Living Insights: Aims and Vision

Vision: To give life to traditional, holistic education materials needed by budding English-speaking Islamic institutions including Islamic schools, seminaries, liberal arts colleges, and for homeschoolers.

Living Insights aims to do this through providing the materials and training needed to give life to the traditional subject disciplines in English translations which are faithful to the originals and work in the classroom and society. This living education acknowledges that the full classical curriculum was an integrated set of complementary disciplines covering not only religious sciences, but also the humanities and natural sciences and mathematics. These disciplines map reality in a manner which covers nearly all of the modern curriculum, but this is only realised by a foundation which has a critical grasp of both traditions.

Without this insight, education results in lost opportunities and in a busy world, curriculum must hit two or more birds with each stone. Otherwise, our tradition and its humanising power will be lost on another generation. A well-designed curriculum should prepare students of any level to perform competitively and spiritually (with Ihsan) in all fields of life.

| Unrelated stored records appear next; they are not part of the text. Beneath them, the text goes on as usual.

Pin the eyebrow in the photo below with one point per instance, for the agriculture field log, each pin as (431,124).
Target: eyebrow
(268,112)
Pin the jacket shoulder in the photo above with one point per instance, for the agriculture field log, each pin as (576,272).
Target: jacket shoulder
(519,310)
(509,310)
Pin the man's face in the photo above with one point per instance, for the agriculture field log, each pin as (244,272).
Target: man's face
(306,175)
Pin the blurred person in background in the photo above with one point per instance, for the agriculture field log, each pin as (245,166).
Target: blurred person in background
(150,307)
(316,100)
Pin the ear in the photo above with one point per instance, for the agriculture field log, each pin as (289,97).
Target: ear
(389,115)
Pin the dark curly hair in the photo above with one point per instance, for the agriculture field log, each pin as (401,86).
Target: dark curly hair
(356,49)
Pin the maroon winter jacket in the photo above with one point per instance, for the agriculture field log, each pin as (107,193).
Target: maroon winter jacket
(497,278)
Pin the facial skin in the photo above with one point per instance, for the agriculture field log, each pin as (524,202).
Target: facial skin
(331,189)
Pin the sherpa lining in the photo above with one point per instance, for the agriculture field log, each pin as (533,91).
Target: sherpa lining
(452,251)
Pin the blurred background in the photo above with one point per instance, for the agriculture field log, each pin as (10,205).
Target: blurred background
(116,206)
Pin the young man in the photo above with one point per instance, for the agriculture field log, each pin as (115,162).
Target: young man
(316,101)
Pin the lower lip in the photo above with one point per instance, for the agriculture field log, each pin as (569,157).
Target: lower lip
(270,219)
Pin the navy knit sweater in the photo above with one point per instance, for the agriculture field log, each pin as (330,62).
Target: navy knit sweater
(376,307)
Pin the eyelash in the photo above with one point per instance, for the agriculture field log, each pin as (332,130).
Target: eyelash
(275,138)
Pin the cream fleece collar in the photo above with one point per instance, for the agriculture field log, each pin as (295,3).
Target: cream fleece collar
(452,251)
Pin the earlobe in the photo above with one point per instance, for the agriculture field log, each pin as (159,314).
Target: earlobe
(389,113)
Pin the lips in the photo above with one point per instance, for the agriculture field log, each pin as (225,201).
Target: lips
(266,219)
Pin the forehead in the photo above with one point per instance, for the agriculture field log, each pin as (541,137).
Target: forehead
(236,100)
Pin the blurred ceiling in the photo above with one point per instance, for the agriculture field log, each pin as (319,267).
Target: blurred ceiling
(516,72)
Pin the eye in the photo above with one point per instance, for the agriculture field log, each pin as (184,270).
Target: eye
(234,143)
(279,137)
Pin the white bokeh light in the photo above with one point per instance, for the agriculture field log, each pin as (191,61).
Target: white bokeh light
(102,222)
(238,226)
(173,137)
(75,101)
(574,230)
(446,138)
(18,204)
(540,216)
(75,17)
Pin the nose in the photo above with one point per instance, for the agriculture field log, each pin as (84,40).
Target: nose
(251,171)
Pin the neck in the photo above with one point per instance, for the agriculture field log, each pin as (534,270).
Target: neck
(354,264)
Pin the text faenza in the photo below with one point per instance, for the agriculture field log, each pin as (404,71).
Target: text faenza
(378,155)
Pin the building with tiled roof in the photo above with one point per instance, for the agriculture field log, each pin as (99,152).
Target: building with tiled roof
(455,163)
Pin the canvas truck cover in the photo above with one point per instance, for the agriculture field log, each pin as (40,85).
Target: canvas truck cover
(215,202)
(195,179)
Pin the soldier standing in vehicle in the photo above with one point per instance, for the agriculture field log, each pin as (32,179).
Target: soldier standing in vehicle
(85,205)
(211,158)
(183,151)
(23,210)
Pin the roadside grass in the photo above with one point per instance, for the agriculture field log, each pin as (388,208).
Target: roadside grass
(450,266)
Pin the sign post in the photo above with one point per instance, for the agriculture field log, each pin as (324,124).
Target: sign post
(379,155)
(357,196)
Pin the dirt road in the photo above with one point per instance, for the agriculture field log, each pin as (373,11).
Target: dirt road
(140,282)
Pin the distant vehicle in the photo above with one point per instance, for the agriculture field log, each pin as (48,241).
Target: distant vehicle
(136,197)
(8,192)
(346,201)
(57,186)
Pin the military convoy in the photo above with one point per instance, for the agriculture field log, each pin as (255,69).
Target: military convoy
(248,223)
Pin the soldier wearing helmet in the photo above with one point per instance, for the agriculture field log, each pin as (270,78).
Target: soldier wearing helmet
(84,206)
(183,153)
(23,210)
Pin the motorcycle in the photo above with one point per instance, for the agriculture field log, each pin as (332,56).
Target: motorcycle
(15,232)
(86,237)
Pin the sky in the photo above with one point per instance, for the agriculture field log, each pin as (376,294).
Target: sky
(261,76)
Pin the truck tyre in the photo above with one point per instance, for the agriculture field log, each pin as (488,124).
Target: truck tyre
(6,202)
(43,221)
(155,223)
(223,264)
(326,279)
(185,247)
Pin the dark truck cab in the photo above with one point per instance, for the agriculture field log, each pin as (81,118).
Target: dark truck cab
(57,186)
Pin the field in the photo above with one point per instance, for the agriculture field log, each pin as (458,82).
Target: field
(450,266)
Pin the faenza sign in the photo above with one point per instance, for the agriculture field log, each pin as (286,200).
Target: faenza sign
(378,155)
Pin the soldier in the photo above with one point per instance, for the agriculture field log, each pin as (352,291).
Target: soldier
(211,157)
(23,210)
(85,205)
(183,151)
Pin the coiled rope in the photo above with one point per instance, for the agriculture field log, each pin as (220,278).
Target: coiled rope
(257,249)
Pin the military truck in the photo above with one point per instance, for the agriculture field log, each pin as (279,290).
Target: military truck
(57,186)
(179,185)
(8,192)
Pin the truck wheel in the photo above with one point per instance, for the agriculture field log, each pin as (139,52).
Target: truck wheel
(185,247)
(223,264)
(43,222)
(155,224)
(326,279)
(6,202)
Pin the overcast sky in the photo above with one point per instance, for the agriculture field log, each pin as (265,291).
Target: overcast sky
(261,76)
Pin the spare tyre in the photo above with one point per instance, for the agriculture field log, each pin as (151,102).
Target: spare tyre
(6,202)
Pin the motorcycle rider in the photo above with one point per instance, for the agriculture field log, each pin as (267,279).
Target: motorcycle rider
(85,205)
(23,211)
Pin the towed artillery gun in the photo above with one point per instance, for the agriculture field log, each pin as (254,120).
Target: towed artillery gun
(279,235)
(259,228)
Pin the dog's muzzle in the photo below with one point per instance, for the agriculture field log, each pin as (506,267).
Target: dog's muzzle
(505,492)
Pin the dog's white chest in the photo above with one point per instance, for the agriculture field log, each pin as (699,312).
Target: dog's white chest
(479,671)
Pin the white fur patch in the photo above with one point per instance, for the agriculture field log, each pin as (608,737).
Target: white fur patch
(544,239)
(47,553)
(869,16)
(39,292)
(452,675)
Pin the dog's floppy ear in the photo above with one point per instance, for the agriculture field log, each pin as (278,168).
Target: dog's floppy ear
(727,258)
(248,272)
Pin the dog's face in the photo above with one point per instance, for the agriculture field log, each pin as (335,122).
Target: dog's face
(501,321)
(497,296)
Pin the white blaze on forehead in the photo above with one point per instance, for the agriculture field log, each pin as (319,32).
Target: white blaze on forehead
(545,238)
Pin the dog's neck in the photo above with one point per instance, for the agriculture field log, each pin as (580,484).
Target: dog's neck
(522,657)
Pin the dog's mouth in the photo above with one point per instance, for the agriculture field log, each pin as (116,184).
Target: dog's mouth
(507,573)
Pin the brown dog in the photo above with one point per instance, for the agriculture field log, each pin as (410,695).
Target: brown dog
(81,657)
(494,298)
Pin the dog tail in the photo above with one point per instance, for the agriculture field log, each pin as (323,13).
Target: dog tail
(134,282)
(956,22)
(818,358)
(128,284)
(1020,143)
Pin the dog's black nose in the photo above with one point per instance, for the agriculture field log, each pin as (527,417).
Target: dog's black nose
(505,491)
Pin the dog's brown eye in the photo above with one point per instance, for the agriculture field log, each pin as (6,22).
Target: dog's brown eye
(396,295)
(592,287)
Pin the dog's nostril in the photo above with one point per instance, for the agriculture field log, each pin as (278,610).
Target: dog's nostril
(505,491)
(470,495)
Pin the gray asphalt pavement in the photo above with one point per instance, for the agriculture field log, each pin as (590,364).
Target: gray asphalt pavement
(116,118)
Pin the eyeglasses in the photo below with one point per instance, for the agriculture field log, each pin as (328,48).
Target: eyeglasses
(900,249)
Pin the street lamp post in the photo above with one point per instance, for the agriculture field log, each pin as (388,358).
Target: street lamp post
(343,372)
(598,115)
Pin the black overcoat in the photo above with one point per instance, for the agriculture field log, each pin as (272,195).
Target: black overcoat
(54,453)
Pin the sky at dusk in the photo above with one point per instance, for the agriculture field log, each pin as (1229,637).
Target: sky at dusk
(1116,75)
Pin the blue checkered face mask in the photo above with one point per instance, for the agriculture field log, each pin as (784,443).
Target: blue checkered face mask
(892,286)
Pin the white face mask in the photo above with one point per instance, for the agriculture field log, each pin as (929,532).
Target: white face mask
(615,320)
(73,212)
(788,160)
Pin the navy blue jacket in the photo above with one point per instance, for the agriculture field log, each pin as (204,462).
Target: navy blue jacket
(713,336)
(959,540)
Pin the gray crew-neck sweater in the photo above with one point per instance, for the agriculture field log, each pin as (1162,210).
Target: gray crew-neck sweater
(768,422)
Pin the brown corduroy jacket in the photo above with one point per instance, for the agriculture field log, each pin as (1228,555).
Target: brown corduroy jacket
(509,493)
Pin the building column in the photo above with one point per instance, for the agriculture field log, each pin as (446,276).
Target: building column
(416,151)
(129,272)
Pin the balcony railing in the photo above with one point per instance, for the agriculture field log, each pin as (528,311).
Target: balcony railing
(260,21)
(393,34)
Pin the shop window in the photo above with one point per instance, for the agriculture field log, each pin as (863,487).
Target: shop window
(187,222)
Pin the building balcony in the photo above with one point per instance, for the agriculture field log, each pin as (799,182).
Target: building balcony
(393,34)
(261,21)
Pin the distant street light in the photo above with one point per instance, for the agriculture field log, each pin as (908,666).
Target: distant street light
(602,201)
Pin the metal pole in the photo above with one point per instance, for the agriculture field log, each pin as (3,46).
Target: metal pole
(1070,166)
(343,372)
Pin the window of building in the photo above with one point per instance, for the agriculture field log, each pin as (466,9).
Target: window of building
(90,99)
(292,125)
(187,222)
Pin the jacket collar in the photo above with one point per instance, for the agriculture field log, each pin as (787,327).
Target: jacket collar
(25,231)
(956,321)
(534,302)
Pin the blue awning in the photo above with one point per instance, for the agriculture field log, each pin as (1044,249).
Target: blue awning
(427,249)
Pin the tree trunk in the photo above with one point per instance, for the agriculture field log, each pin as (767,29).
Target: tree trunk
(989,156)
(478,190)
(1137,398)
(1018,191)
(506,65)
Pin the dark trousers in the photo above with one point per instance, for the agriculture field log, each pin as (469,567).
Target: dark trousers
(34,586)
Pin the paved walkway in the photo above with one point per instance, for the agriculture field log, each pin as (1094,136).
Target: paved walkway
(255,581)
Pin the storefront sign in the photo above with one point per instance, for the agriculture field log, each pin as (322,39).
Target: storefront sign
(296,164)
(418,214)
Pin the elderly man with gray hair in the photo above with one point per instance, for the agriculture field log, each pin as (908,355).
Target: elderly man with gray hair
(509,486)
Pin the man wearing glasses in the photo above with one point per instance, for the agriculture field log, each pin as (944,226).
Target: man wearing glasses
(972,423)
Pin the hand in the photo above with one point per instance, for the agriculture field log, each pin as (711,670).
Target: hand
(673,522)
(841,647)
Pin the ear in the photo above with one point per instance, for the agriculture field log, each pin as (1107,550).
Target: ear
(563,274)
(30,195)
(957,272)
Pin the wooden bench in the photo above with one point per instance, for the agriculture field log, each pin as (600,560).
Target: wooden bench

In the 1970s to 1990s, English-speaking scholars gathered for the World Conferences on Islamic Education, responding to what was widely considered a crisis in Islamic education. This foundation aims to take the best of the insights from these conferences and complement them with a deeper appreciation of the modern and classical traditions.

The Team

Shaykh Mustafa Styer

Mustafa Styer is an American-born, Oxford University-trained educator and researcher of Islamic Philosophy. Specializing in curriculum development from the University of London, Mustafa has devoted many years in developing an Islamic education curriculum in the UK. He has worked as head-teacher, deputy head, curriculum coordinator, and a teacher trainer in tarbiya for the Association of Muslim Schools UK established by Yusuf Islam. When the secretary of state encouraged Muslim schools to join the state system, he was seconded by the AMS to produce curriculum in Islamic music (Nashid), citizenship, and PSHE (Personal, Social, Health Education) and produced a 99-Names Scheme. Mustafa began his traditional Islamic studies in Damascus in 1995 in the Department of Usul al-din at Abu Nour and attending the lessons of Sheikh ’Abd al-Rahman al-Shaghouri and others and now continues his studies in Konya learning the Ottoman syllabus from Sheikh Salih al-Ghursi. Mustafa splits his time between the UK and Konya, working as the Project Lead for LIFE while continuing his research as part of Tabah Foundation's Classification of the Sciences project.

Sarosh Arif

Sarosh is an award-winning teacher, training and program specialist, artist, and an ivy-league educated social entrepreneur. Through her experiences with TeachForAmerica, the United Nations, and the NYC Department of Education, Sarosh has studied the needs of various communities and childhood education and identified the necessity for diverse and innovative initiatives. With parallel experience in the media sector including NBCUniversal, NY1 News, and most recently TRT World News, Sarosh has devoted her life to educating children through multiple platforms. With international media companies like TRT World, she develops specialized character-building curriculums with a global citizen perspective and coordinates targeted programming like the Journalism for Juniors program that empowers Syrian refugee children to reclaim their own narrative. The program now serves nearly 1000 refugees in various camps across Turkey. She bridges her background in character-development and SEL-based instruction with her passion for the visual arts and media industry. Currently operating from a dual home base of NYC and Istanbul, she designs and provides education and training consulting to various individuals, schools, mosques and organizations around the world.

Ismael Rumzan

Ismael is a graduate of Imperial College, London who fell in love with educational technology in the early days of the web in 1996. After completing a post-doctoral research at the University of Alberta in 2001, he was given the opportunity to turn a hobby into a passion by joining the e-learning team at the university. He has not looked back since then. After many years at the University of Alberta, where he was inspired by instructional designers to always focus on the use of technology to solve a real educational need, he travelled to Jordan in 2006 to join an e-learning startup. He has since worked with other educational institutes and helped found new programs and initiatives in Jordan, focused around solving social and educational problems. He embraces the concepts of flipped classroom and calm technology, which are his topics of ongoing research and publications.

Abdullah H. Mirza

Abdullah is studying the Great Books program at St. John's College, Santa Fe, where he is the Editor-in-Chief for the student newsletter, The Moon. Previously, he was a reporter for The Daily Californian, the independent student newspaper of the University of California, Berkeley, and copy-editor and opinion editor for the award-winning Berkeley High Jacket at Berkeley High School. His interests include writing and editing, copywriting and copy-editing, and translating and reading ancient philosophical texts.